Background reading
Early experiences with caregivers shape a child’s core beliefs about self, others, and life in general. Experiences of the baby and young child are encoded in the brain. Emotional experiences of nurturance and protection are encoded in the brain’s limbic area, the emotional center. Over time, repeated encoded experiences become internal working models – core beliefs about self, self in relation to others, and the world in general. These core beliefs become the lens through which children (and later adults) view themselves and others, especially authority and attachment figures. Core beliefs serve to interpret the present and anticipate the future.
The core beliefs of children who have experienced secure and compromised attachments in the early years are as follows:
Secure Attachment
- Self: “I am good, wanted, worthwhile, competent, and lovable.”
- Caregivers: “They are appropriately responsive to my needs, sensitive, dependable, caring, trustworthy.”
- Life: “My world feels safe; life is worth living.”
Compromised Attachment
- Self: “I am bad, unwanted, worthless, helpless, and unlovable.”
- Caregivers: “They are unresponsive to my needs, insensitive, hurtful, and untrustworthy.”

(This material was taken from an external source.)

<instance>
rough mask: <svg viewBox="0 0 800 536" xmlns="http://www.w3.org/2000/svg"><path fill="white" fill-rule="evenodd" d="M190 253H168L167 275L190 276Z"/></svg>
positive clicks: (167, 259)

- Life: “My world feels unsafe; life is painful and burdensome.”
The goal of Corrective Attachment Parenting is not merely to change childrens’ behavior, but rather to change their negative core beliefs. This is quite challenging, because core beliefs are rigid, automatic, and associated with self-protection and survival. Your relationship with your child becomes the pathway to change and healing. Without change, negative core beliefs formed early in life remain fixed into adulthood, with severe social and emotional consequences.